Inverse synthetic aperture macroscopic Fourier ptychography (ISAMFP) addresses this limitation by rethinking the role of motion within the Fourier ptychographic framework. Rather than treating target motion as a source of blur, the method exploits natural motion as a source of angular diversity for synthetic aperture reconstruction. For rough diffusely reflecting targets, motion also introduces phase modulation that varies with viewing angle, redistributes spectral content, and creates additional diversity for recovery. Through this mechanism, ISAMFP avoids mechanical scanning and illumination modulation while enabling non-interferometric reconstruction of high-frequency information from sub-aperture intensity measurements.
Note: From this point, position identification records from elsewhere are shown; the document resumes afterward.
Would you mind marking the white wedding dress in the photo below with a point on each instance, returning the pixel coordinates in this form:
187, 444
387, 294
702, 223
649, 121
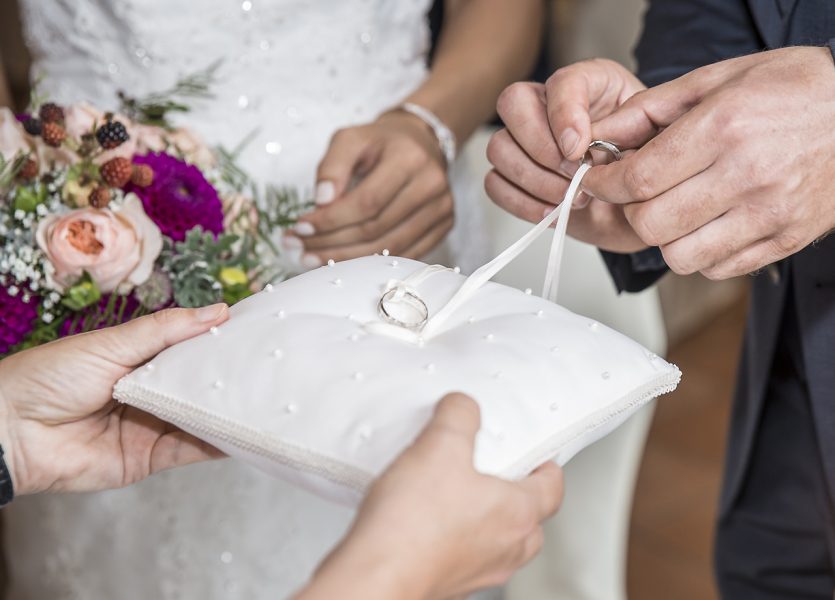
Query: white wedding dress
294, 71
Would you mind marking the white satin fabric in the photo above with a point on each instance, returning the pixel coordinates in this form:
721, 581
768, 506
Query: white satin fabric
293, 71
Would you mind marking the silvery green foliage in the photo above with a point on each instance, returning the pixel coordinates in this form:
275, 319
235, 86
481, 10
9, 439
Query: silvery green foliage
193, 265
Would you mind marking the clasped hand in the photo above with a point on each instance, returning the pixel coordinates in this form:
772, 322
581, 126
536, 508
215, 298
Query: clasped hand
733, 169
380, 186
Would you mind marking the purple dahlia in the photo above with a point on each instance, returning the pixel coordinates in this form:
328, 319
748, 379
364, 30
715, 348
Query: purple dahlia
125, 307
18, 318
180, 198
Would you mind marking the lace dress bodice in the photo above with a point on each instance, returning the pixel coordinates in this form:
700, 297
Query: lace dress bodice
292, 72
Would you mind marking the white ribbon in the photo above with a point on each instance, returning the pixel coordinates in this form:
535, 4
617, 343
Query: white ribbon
487, 272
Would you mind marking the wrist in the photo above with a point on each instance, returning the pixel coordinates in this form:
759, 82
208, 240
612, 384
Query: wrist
432, 134
8, 444
368, 571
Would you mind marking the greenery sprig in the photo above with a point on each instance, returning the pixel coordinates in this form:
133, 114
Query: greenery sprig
154, 109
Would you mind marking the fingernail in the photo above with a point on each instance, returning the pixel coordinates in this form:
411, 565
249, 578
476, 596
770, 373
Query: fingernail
325, 192
208, 314
569, 141
581, 202
311, 261
291, 242
568, 167
304, 228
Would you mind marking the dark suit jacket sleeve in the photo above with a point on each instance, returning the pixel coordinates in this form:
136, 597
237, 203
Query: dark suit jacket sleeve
679, 36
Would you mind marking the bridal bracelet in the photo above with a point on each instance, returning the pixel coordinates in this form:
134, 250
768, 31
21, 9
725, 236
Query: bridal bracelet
446, 139
6, 488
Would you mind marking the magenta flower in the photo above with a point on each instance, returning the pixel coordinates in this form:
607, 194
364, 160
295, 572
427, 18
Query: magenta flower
180, 198
18, 318
94, 317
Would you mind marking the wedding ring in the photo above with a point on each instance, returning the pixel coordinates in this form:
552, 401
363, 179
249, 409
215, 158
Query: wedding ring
397, 312
609, 147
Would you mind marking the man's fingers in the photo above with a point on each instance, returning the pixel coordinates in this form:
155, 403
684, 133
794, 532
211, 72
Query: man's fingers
544, 488
515, 200
522, 108
513, 164
714, 243
346, 152
135, 342
680, 211
684, 149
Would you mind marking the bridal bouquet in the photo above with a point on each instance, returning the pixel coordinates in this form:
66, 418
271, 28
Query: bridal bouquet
104, 218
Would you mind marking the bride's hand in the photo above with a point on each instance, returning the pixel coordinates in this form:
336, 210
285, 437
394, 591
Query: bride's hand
434, 528
60, 428
380, 186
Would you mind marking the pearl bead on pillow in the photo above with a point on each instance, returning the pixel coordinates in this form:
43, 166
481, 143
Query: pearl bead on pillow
308, 381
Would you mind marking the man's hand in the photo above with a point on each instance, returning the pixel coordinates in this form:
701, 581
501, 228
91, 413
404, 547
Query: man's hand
433, 528
60, 428
548, 130
735, 168
401, 200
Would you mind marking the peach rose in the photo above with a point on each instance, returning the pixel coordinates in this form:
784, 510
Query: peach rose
13, 138
116, 247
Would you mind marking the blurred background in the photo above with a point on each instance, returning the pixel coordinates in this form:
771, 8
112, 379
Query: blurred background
672, 524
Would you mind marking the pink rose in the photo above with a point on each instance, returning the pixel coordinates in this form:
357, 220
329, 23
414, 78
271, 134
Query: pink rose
116, 247
13, 138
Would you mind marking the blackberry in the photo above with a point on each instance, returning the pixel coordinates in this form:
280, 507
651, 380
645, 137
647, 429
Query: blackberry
53, 134
116, 172
112, 134
33, 126
100, 197
142, 176
29, 170
51, 113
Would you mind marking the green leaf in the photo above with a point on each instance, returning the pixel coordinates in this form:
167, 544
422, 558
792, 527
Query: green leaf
27, 198
82, 294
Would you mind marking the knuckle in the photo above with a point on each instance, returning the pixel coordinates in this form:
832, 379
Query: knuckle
370, 230
638, 182
679, 262
644, 222
496, 145
369, 203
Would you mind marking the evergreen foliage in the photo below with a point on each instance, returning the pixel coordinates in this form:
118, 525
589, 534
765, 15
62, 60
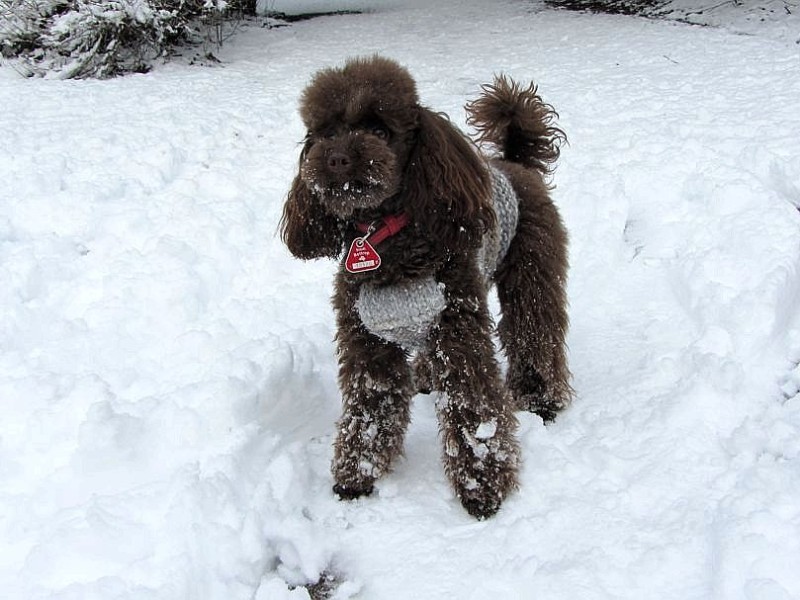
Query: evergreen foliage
99, 38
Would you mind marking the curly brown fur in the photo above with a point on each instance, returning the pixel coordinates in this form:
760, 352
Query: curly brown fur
373, 151
518, 123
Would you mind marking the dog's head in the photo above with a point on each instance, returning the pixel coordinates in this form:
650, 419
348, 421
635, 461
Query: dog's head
369, 141
360, 120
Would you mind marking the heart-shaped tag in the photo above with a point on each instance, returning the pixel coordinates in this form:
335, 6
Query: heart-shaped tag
361, 257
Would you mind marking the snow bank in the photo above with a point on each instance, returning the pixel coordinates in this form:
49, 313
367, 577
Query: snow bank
167, 375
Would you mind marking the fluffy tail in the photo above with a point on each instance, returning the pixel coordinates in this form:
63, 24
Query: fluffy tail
518, 123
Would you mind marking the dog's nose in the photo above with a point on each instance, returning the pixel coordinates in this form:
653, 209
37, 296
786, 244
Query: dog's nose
338, 162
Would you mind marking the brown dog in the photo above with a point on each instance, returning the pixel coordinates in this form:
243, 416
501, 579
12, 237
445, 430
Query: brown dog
425, 225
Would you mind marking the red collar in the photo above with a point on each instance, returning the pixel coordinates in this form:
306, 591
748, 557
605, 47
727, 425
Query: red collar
391, 225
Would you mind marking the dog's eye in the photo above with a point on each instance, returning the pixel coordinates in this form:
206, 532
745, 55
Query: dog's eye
380, 133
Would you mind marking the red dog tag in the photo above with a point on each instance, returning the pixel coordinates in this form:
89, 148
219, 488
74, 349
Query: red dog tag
361, 257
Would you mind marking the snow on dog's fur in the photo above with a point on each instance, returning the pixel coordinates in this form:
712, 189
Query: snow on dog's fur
458, 223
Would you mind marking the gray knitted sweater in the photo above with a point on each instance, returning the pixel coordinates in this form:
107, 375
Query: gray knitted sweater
404, 313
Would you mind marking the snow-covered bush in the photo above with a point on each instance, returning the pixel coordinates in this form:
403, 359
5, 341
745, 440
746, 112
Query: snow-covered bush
97, 38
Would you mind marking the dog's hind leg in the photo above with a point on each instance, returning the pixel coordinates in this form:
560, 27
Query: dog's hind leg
376, 384
531, 288
475, 414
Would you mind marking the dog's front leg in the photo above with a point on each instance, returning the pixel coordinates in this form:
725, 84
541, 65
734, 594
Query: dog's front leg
376, 385
476, 420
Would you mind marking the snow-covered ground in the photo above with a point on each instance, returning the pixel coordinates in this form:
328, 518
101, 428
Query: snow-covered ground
167, 375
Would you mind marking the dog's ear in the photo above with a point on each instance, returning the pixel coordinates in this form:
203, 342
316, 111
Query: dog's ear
306, 229
448, 184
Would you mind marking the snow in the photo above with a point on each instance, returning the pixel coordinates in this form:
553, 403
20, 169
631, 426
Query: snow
168, 378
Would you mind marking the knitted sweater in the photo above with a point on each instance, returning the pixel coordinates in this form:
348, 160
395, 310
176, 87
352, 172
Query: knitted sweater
404, 313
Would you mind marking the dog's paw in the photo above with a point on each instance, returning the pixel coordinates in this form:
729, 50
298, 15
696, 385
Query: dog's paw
351, 493
481, 508
547, 408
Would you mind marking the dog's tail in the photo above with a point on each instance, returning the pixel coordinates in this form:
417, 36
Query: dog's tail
518, 122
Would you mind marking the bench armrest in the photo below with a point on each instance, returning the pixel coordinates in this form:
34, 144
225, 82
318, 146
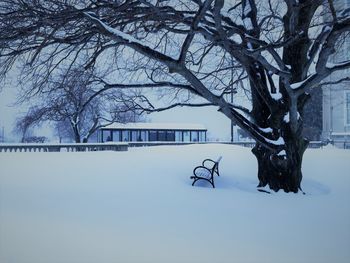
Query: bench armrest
209, 162
202, 172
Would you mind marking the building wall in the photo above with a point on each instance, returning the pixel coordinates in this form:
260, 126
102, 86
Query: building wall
335, 113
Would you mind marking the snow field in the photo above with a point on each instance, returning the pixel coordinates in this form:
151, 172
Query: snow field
139, 206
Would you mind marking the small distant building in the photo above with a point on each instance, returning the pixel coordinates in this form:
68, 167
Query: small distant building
148, 132
336, 97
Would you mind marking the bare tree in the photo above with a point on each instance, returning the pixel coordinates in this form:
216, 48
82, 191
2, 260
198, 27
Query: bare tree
278, 49
76, 101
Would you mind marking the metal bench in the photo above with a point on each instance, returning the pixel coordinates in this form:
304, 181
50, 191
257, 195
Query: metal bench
206, 171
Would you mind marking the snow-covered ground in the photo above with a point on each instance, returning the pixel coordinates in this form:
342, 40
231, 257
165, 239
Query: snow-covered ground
139, 206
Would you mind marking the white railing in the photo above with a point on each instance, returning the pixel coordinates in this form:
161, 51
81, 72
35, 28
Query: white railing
63, 147
111, 146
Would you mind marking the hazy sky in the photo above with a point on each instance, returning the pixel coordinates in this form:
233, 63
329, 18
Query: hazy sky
217, 124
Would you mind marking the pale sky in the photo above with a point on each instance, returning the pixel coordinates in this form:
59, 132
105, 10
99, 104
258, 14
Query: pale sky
217, 124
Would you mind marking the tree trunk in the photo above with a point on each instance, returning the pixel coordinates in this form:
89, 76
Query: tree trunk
281, 170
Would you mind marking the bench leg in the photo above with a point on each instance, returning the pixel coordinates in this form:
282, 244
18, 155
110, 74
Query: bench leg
210, 181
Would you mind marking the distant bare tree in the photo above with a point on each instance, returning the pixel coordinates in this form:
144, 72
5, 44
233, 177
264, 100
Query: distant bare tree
205, 48
75, 101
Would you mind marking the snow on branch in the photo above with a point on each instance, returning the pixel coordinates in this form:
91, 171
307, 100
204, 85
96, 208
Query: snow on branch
123, 36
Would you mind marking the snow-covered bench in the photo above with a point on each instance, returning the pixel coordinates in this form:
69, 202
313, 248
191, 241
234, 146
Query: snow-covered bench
206, 171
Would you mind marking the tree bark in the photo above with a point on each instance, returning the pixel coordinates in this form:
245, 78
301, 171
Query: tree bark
281, 170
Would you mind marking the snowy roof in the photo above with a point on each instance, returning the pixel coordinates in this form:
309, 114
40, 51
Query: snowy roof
155, 126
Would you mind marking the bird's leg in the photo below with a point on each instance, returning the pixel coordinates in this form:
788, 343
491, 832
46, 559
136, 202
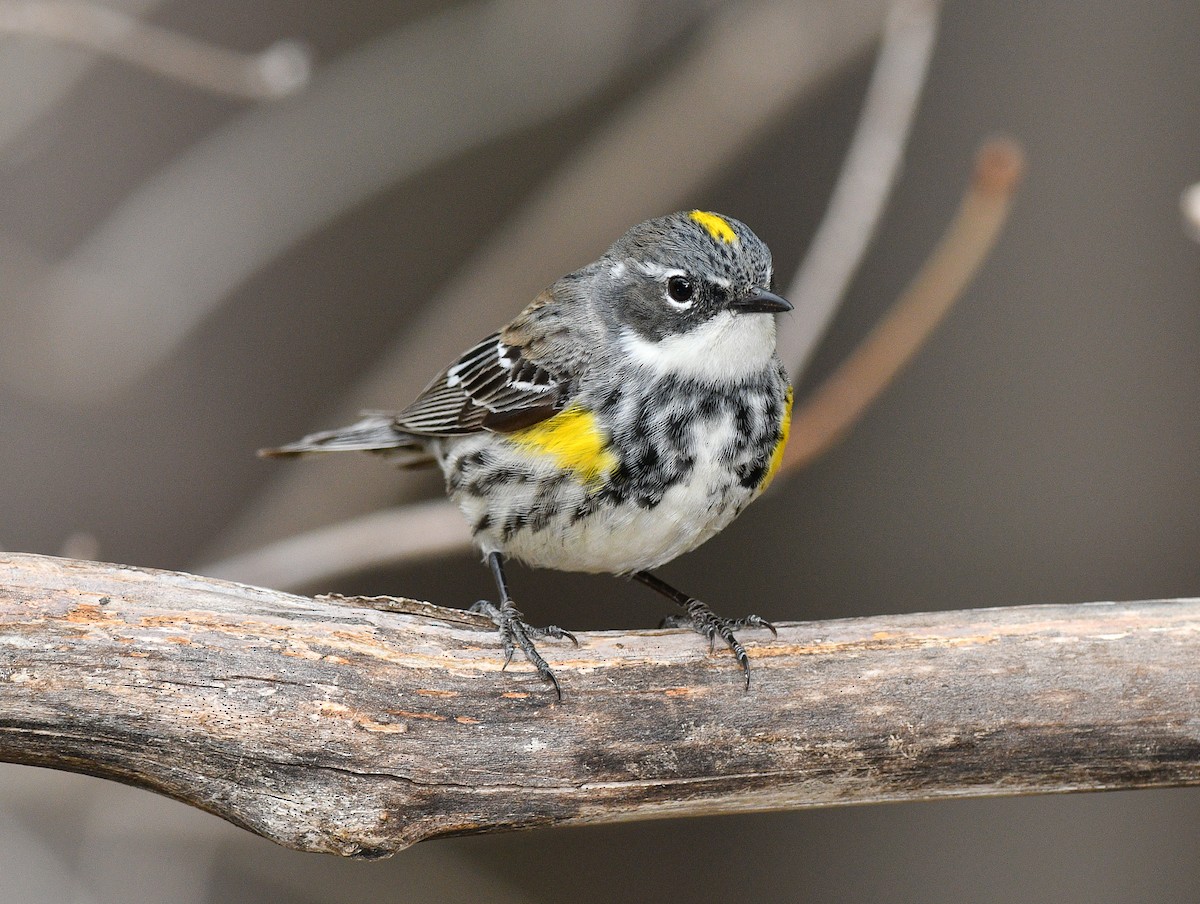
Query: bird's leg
515, 632
705, 621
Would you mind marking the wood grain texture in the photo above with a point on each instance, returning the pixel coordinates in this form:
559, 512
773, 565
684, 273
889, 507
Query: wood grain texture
331, 725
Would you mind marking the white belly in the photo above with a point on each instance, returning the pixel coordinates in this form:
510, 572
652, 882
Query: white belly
613, 538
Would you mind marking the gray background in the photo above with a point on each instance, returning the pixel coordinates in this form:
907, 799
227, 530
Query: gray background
1042, 448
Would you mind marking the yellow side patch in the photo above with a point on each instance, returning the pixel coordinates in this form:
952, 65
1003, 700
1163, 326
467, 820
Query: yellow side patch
777, 456
715, 226
575, 442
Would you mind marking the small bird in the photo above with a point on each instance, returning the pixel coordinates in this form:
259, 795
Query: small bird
623, 418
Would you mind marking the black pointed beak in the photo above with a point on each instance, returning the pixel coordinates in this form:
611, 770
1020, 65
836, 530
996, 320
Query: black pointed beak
761, 301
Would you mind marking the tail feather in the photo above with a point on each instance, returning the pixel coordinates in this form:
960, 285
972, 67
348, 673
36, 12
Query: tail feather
376, 432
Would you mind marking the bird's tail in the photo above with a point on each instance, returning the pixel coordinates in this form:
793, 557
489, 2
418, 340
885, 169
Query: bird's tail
376, 432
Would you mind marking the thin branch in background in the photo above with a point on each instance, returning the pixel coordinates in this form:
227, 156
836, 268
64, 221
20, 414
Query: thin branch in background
1189, 205
753, 63
864, 185
279, 71
190, 234
418, 532
839, 402
328, 726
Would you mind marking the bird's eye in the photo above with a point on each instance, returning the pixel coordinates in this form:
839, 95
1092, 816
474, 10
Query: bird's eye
679, 288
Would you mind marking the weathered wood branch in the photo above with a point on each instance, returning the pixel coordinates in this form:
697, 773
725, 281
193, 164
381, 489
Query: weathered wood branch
331, 725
"What makes this framework distinctive is that diffuse reflection from rough target surfaces does not merely produce speckle; it also introduces motion-dependent phase modulation," said Professor Chao Zuo, the corresponding author of the study. "As the target moves, that modulation changes with viewing angle and generates additional spectral diversity, which allows fine structural details to be recovered from intensity-only measurements without mechanical scanning."
The team validated ISAMFP with a prototype system across three representative scenarios: a structured-motion USAF resolution target, a flying UAV, and complex multi-target scenes. In the structured-motion experiments, ISAMFP achieved up to a four-fold resolution enhancement beyond the diffraction limit of a single aperture. In the UAV experiment, image contrast increased from 0.086 in a single frame to 0.415 after multi-frame synthesis, whereas a simple average of 160 frames reached only 0.115. These results indicate that ISAMFP can recover structural details that remain unresolved in conventional single-frame imaging and are still absent after straightforward frame averaging.
"As a non-interferometric and intensity-based method, ISAMFP relaxes the stringent requirements of heterodyne detection and long-term phase stability that usually constrain inverse synthetic aperture optical imaging," Zuo said. "We believe this framework provides a practical route toward long-range, high-resolution imaging of dynamic, non-cooperative targets."
More broadly, ISAMFP extends inverse synthetic aperture imaging to moving, non-cooperative targets within the Fourier ptychographic framework, expanding the scope of synthetic aperture imaging in the optical domain. The method may prove valuable in long-range surveillance, target tracking, and high-resolution remote sensing. Future advances in high-frame-rate sensors, synchronized camera arrays, and motion estimation may further improve spectral coverage, reconstruction speed, and robustness, supporting its practical use in dynamic imaging scenarios.